Lévis needs clean water source before winter

Municipal officials are trying to find a way to supply clean water to about 55,000 people on Quebec City's south shore after contamination from the Lac-Mégantic train derailment.

City worries about water contamination from Lac-Mégantic derailment

A oil slick floats on the water at the local marina in Lac-Mégantic after the train derailment and explosion on July 9, 2013. (THE CANADIAN PRESS/Paul Chiasson)

Municipal officials in Lévis are searching for ways to supply clean drinking water to about 55,000 people on Quebec City's south shore after the Chaudière River was contaminated by oil that spilled from the Lac Mégantic train derailment.

The city is being temporarily supplied with water from the Beaurivage River, diverted through a system of aboveground pipes, though Lévis Mayor Danielle Roy-Marinelli fears those pipes will freeze in winter.

"We are continuing to work on the project to find the best solution," said Roy-Marinelli.

Roy-Marinelli says one option would be to upgrade the water filtration plant that treats water from the Chaudière River, to remove the chemicals found in it.

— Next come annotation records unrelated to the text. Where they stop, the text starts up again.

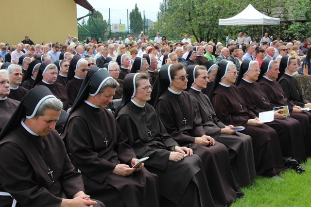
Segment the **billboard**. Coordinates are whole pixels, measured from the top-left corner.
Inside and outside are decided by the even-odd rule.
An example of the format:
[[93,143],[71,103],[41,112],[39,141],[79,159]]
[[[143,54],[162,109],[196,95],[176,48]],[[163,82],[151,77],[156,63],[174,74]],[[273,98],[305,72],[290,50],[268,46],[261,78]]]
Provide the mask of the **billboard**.
[[125,24],[112,24],[111,32],[125,32]]

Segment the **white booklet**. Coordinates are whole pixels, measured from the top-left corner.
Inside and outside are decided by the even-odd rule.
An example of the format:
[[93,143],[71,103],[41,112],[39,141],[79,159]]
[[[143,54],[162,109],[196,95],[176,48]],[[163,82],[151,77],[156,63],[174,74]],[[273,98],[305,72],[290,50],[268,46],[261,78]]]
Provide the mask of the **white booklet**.
[[261,112],[259,113],[259,120],[262,123],[270,122],[274,120],[274,111]]

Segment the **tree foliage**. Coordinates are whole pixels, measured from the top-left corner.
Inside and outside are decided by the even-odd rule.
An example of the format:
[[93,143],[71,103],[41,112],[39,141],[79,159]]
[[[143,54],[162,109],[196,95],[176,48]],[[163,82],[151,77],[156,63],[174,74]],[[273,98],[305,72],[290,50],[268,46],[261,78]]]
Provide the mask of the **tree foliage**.
[[132,32],[139,32],[142,31],[143,21],[137,3],[135,4],[135,8],[130,12],[129,18],[130,28]]
[[104,34],[108,31],[109,24],[105,20],[104,20],[103,15],[98,11],[95,11],[91,16],[86,22],[83,20],[81,25],[87,30],[86,31],[82,27],[78,27],[78,33],[79,39],[84,40],[85,36],[89,36],[96,39],[98,37],[104,37]]
[[[292,32],[287,31],[291,29],[290,26],[294,24],[291,20],[296,19],[294,12],[299,11],[301,16],[307,15],[308,18],[311,18],[310,7],[307,6],[309,6],[308,2],[310,3],[310,0],[296,0],[294,3],[293,0],[262,0],[251,2],[245,0],[164,0],[160,5],[158,20],[155,22],[153,29],[167,35],[177,34],[182,37],[185,33],[188,33],[192,39],[199,42],[218,39],[218,20],[236,15],[251,3],[256,9],[263,14],[280,18],[280,30],[284,34],[287,32],[288,34],[296,36],[299,32],[309,33],[304,33],[306,29],[311,31],[310,27],[306,27],[306,29],[301,31],[300,25],[296,25]],[[303,7],[304,10],[302,11],[298,7]],[[228,34],[236,37],[240,31],[247,31],[255,40],[259,40],[262,37],[262,25],[221,26],[220,36],[221,40],[224,41]],[[264,32],[267,32],[269,35],[275,37],[278,34],[278,25],[263,26]],[[293,32],[293,31],[294,32]]]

The city expects to spend more than $2 million by October on its temporary water source alone, and Roy-Marinelli says this does not include the cost of winterizing the pipes.

To date, the city has spent close to $1 million, the cost of which is being covered by the provincial government.

Roy-Marinelli says she hopes to find a solution to the city's water source problem before September 30, the date of the last council meeting before the beginning of the municipal election campaign.

A meeting is planned for Thursday between officials from Quebec's environment ministry and the three municipalities affected by contaminated drinking water.